The Dutch app supermarket manager sees the technology boom in online delivery
When it comes to genetic AI, there are still doubts about what exactly will be left for companies that aren’t existing model makers, a field dominated by Microsoft-backed OpenAI, Google, and Anthropic.
Most agree that going head-to-head with them could be a fool’s errand.
“I don’t think there’s a big opportunity to start a fundamental AI company right now,” Mike Myer, founder and CEO of technology company Quiq, said at the Collision Technology conference in Toronto.
Some have tried to create apps that use or mimic the strengths of existing large models, but this is being shot down by Silicon Valley’s biggest players.
“What I find annoying is that people don’t differentiate between those applications that are roadblocks for the models as they move into their capabilities, and those that really add value and will be here 10 years from now,” said the venture veteran. capital Vinod Khosla. .

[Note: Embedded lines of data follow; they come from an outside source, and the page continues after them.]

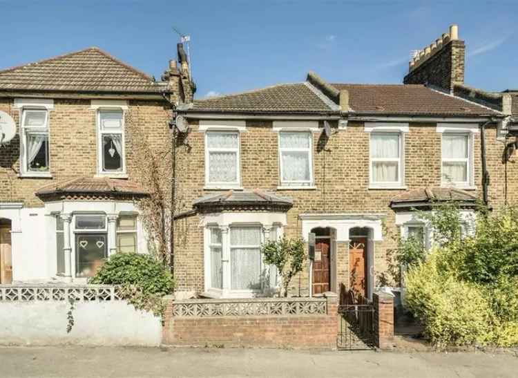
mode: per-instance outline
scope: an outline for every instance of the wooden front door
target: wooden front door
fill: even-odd
[[[367,238],[351,238],[349,243],[349,287],[367,296]]]
[[[11,229],[0,227],[0,283],[12,282]]]
[[[331,290],[331,239],[318,238],[313,262],[313,294],[322,294]]]

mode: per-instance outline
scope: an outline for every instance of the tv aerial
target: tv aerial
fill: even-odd
[[[325,136],[329,138],[332,135],[332,131],[329,123],[327,121],[324,121],[324,133],[325,133]]]
[[[15,134],[16,124],[12,117],[0,111],[0,145],[10,142]]]

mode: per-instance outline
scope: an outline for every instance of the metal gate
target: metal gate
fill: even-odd
[[[338,313],[337,348],[347,350],[374,349],[376,339],[372,303],[363,296],[356,296],[352,290],[346,292],[345,286],[340,287]]]

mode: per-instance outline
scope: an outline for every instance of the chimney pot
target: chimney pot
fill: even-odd
[[[450,26],[450,40],[455,41],[459,39],[459,26],[454,23]]]

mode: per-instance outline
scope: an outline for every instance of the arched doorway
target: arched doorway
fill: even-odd
[[[311,290],[314,295],[332,290],[332,258],[333,251],[332,229],[329,227],[316,227],[311,229],[315,234],[315,259],[313,261]]]
[[[371,230],[354,227],[349,230],[349,287],[364,298],[372,296],[373,248]]]
[[[0,283],[12,282],[11,255],[11,221],[0,218]]]

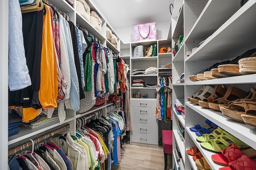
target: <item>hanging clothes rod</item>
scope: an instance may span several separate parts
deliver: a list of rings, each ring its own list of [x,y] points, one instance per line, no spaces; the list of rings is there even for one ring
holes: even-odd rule
[[[58,129],[53,131],[50,132],[49,133],[43,135],[40,137],[37,137],[32,139],[34,141],[34,144],[39,143],[42,141],[44,141],[49,137],[53,137],[55,134],[59,133],[61,131],[66,131],[70,127],[70,126],[69,124],[68,124],[64,126],[63,126],[60,129]],[[24,150],[25,149],[28,148],[29,146],[32,145],[32,142],[31,141],[29,141],[25,143],[24,144],[20,145],[15,148],[12,148],[12,149],[8,151],[8,156],[10,156],[12,154],[16,154],[18,152]]]

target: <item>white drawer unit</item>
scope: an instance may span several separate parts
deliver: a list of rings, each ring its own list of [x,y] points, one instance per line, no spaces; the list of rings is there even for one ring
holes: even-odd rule
[[[157,125],[158,120],[154,115],[131,113],[132,123]]]
[[[133,132],[153,135],[158,134],[157,125],[132,123],[132,126]]]
[[[132,142],[152,145],[158,145],[158,135],[133,132],[132,135],[131,135],[130,140]]]
[[[156,107],[156,99],[132,99],[130,100],[131,106],[139,106],[143,107]]]
[[[140,113],[144,115],[155,115],[156,107],[131,106],[130,112],[133,113]]]

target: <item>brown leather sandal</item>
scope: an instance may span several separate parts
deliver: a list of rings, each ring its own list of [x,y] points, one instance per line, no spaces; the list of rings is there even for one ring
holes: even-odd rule
[[[223,97],[227,89],[226,87],[224,88],[219,85],[215,86],[211,96],[206,99],[203,99],[202,101],[199,101],[199,105],[202,107],[210,108],[209,103],[212,103],[215,99]]]
[[[201,90],[196,96],[192,96],[193,98],[190,98],[190,102],[199,104],[198,102],[210,96],[214,88],[212,87],[209,85],[206,86],[202,90]]]
[[[230,86],[228,88],[224,96],[215,99],[212,103],[209,103],[209,107],[211,109],[220,110],[220,106],[224,107],[224,105],[227,105],[230,102],[244,98],[248,94],[248,93],[242,90]],[[224,106],[222,104],[224,104]]]
[[[246,113],[246,110],[256,109],[256,87],[251,89],[249,95],[244,98],[239,99],[228,103],[228,108],[221,107],[223,115],[236,121],[244,123],[241,115]]]

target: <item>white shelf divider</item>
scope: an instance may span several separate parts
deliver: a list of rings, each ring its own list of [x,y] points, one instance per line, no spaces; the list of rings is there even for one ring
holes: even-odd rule
[[[174,138],[175,138],[175,141],[176,141],[176,145],[178,147],[179,149],[180,149],[180,154],[181,154],[181,156],[182,157],[183,160],[185,160],[185,147],[184,146],[184,144],[183,143],[183,141],[182,141],[180,138],[180,136],[179,134],[178,133],[178,132],[177,131],[177,129],[174,129],[172,131],[172,133],[174,136]]]
[[[189,102],[186,102],[186,105],[256,149],[255,128],[228,118],[222,115],[221,111],[202,107]]]

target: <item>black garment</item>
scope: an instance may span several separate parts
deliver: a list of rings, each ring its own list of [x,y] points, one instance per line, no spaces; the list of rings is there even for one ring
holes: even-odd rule
[[[28,166],[26,164],[26,162],[22,158],[16,158],[16,160],[19,162],[19,165],[20,166],[23,170],[29,170]]]
[[[42,107],[38,91],[40,88],[43,11],[22,14],[25,56],[32,85],[19,90],[9,90],[9,106],[32,107],[35,109]]]
[[[81,77],[81,69],[80,68],[80,60],[79,60],[79,56],[78,55],[78,49],[77,45],[77,40],[76,39],[76,28],[74,23],[71,21],[69,21],[69,27],[70,29],[70,33],[71,33],[71,37],[72,38],[72,43],[73,44],[73,50],[74,51],[74,59],[75,59],[75,65],[76,65],[76,74],[77,77],[78,78],[78,84],[79,86],[79,96],[80,100],[85,98],[84,93],[83,90],[82,86],[82,78]]]

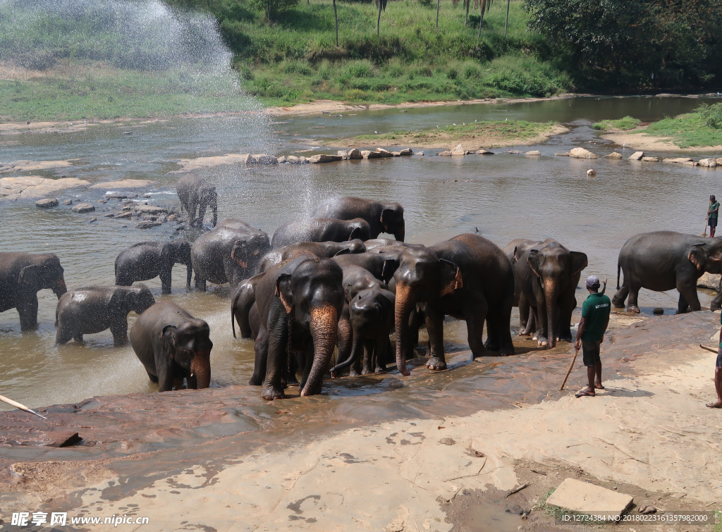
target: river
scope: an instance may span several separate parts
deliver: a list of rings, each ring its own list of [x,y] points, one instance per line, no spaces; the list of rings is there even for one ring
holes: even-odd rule
[[[617,256],[625,241],[638,232],[669,230],[700,234],[710,193],[722,195],[722,171],[662,163],[599,159],[586,161],[554,157],[583,146],[604,155],[621,147],[599,138],[590,127],[603,118],[632,115],[656,120],[696,108],[705,99],[685,97],[585,97],[542,102],[358,111],[342,118],[313,115],[270,119],[258,115],[176,118],[141,124],[108,124],[72,134],[4,136],[0,162],[18,160],[74,160],[73,166],[45,177],[68,175],[100,183],[123,178],[148,179],[156,184],[145,192],[152,203],[174,199],[183,158],[226,153],[293,152],[318,147],[321,141],[399,129],[474,120],[557,121],[570,131],[540,146],[539,157],[505,153],[493,157],[417,157],[294,166],[217,167],[204,173],[218,183],[219,219],[237,217],[271,235],[281,224],[308,213],[331,195],[355,195],[401,203],[408,241],[430,244],[463,232],[479,232],[503,247],[517,237],[553,237],[569,248],[583,251],[589,266],[583,276],[617,282]],[[331,148],[326,152],[334,152]],[[627,149],[625,155],[630,153]],[[662,154],[655,153],[653,154]],[[685,153],[685,156],[707,157]],[[722,154],[719,154],[722,155]],[[596,176],[587,178],[588,168]],[[25,173],[26,175],[28,173]],[[4,174],[3,177],[15,174]],[[18,174],[20,175],[20,174]],[[71,191],[95,203],[105,191]],[[98,204],[95,204],[97,206]],[[89,216],[69,208],[41,211],[32,202],[0,204],[5,230],[2,251],[52,251],[65,268],[69,288],[113,283],[118,253],[135,242],[167,238],[171,224],[141,231],[134,224]],[[212,386],[244,384],[252,370],[253,342],[232,337],[230,289],[214,287],[206,293],[187,291],[184,267],[173,272],[173,294],[160,295],[156,279],[146,284],[156,300],[170,299],[206,321],[214,346]],[[578,301],[583,297],[578,292]],[[84,344],[54,345],[56,298],[40,292],[40,326],[21,332],[17,313],[0,314],[0,391],[30,406],[77,401],[99,394],[152,391],[143,367],[129,346],[115,348],[109,331],[85,337]],[[709,294],[700,292],[703,305]],[[676,292],[643,290],[643,313],[677,306]],[[515,316],[518,315],[515,311]],[[135,315],[129,316],[130,324]],[[513,318],[513,325],[516,326]],[[463,324],[448,324],[448,347],[463,346]],[[567,344],[563,344],[568,349]]]

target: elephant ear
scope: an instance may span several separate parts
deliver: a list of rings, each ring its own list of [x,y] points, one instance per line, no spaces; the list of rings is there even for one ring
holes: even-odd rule
[[[284,308],[287,314],[293,310],[293,292],[291,292],[291,274],[281,274],[276,279],[276,293],[274,295],[280,298]]]
[[[694,244],[687,258],[690,262],[697,266],[697,269],[702,271],[705,269],[705,263],[707,262],[707,252],[704,249],[706,244]]]
[[[230,250],[230,258],[235,261],[241,268],[248,267],[248,258],[245,256],[245,240],[236,240]]]
[[[442,297],[451,294],[454,290],[464,287],[461,270],[458,266],[445,258],[440,258],[441,263],[441,294]]]
[[[583,253],[581,251],[570,251],[569,254],[572,258],[572,276],[580,274],[581,271],[589,265],[586,253]]]
[[[173,359],[175,355],[175,331],[178,327],[174,325],[167,325],[160,331],[160,339],[163,342],[163,350],[168,358]]]
[[[40,286],[40,266],[29,266],[20,270],[20,274],[17,276],[17,282],[20,284],[25,284],[31,286]]]
[[[381,267],[381,279],[382,280],[388,282],[393,276],[393,273],[399,269],[399,265],[401,263],[401,260],[396,257],[396,258],[387,258],[383,261],[383,266]]]
[[[529,256],[526,258],[526,263],[529,265],[529,268],[534,272],[534,275],[537,277],[542,276],[539,274],[539,250],[538,249],[529,250]]]

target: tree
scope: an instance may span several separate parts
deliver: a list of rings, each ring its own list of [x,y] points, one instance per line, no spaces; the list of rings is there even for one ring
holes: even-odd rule
[[[378,19],[376,20],[376,37],[381,35],[381,9],[386,10],[386,2],[388,0],[376,0],[376,5],[378,6]]]

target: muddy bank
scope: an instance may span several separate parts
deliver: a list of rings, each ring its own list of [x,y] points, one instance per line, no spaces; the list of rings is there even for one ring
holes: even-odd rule
[[[229,386],[40,409],[47,424],[4,412],[0,491],[7,509],[136,508],[158,530],[187,520],[228,530],[239,519],[261,529],[281,519],[282,529],[378,530],[414,518],[448,530],[439,497],[487,484],[510,490],[526,460],[718,501],[719,412],[704,407],[714,355],[695,347],[710,344],[718,321],[701,312],[615,332],[602,354],[607,390],[593,399],[573,397],[585,376],[578,359],[558,391],[569,344],[542,351],[516,339],[513,357],[470,363],[468,352],[451,354],[443,372],[416,365],[406,379],[329,380],[324,395],[304,399],[291,388],[291,398],[266,403],[256,388]],[[78,432],[83,445],[41,446],[57,429]],[[289,512],[296,503],[302,511]],[[171,507],[183,509],[169,518]]]

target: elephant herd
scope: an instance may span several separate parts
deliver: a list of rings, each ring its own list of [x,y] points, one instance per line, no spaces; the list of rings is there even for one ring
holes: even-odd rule
[[[325,201],[311,218],[282,226],[270,239],[238,219],[214,225],[192,244],[144,242],[123,250],[116,260],[113,287],[67,291],[56,256],[0,253],[0,311],[16,308],[21,328],[34,328],[37,292],[50,289],[58,298],[57,343],[110,328],[116,345],[126,341],[127,315],[134,311],[140,315],[130,331],[131,346],[159,391],[183,379],[188,388],[207,388],[213,346],[208,324],[173,302],[156,302],[147,287],[134,285],[160,276],[162,293],[169,294],[173,265],[183,264],[188,288],[193,273],[197,289],[205,290],[206,282],[233,287],[233,335],[238,324],[241,337],[254,341],[249,384],[273,400],[295,384],[302,396],[319,393],[329,372],[334,377],[346,368],[350,376],[384,371],[394,358],[399,372],[408,375],[406,359],[415,356],[422,326],[429,337],[427,366],[444,370],[446,316],[466,322],[474,358],[514,353],[513,306],[519,308],[520,335],[534,334],[540,346],[549,348],[570,341],[575,291],[588,266],[585,253],[552,239],[517,239],[504,249],[476,234],[429,246],[409,244],[404,241],[401,205],[350,196]],[[394,239],[379,238],[382,232]],[[613,302],[624,307],[628,296],[627,310],[639,312],[641,288],[677,288],[678,312],[698,310],[697,279],[721,270],[722,238],[638,235],[619,253],[624,283],[619,287],[617,279]],[[710,307],[719,308],[721,299]]]

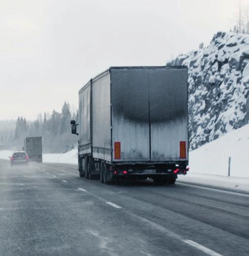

Asian markets move as traders assess the outlook for interest rates
“I will not continue”
The hard-nosed Khosla is one of OpenAI’s early investors.
“Grammarly won’t keep up,” Khosla predicted of the spelling and grammar checking app and others like it.
He said those companies, which put only a “thin wrapper” around what AI models can deliver, are doomed.
One of the fields ripe for takeover is chip design, Khosla said, with artificial intelligence requiring increasingly specialized processors that provide very specific powers.
“If you look at the whole history of chips, we’ve really mostly focused on more generic brands,” Rebecca Parsons, CTO at technology consultancy Thoughtworks, told AFP.
Providing more specialized processing for the many demands of artificial intelligence is an opportunity seized by Groq, a hot startup that has built chips for developing artificial intelligence as opposed to training or inference — the specialty of Nvidia’s GPUs that dominate the world.
Groq CEO Jonathan Ross told AFP that Nvidia won’t be the best at everything, even if it is undisputed for AI training.
Booking.com issues AI-enabled travel scam alert
“Nvidia and (its CEO) Jensen Huang are like Michael Jordan … the greatest of all time in basketball. But the bottom line is baseball, and we’re trying to forget the time when Michael Jordan tried to play baseball and he wasn’t very good at it,” he said.
Another opportunity will come from highly specialized artificial intelligence that will provide expertise and know-how based on proprietary data that will not be co-opted by voracious big tech.
“Open AI and Google are not going to build a structural engineer. They’re not going to build products like a primary care physician or a mental health therapist,” Khosla said.
Profiting from highly specialized data is the foundation of Cohere, another of Silicon Valley’s hottest startups that offers models tailor-made to businesses that think AI is getting out of their control.
“Businesses are skeptical of technology and averse to risk, so we have to earn their trust and prove to them that there is a way to adopt this technology that is reliable, trustworthy and secure,” its CEO told AFP. Cohere, Aidan Gomez. .
US billionaire eyeing TikTok acquisition to save internet from Big Tech
When he was just 20 years old and working at Google, Gomez authored the seminal paper “Attention Is All You Need,” which introduced Transformer, the architecture behind popular large language models like OpenAI’s GPT-4.
The company has received funding from Nvidia and Salesforce Ventures and is valued at billions of dollars.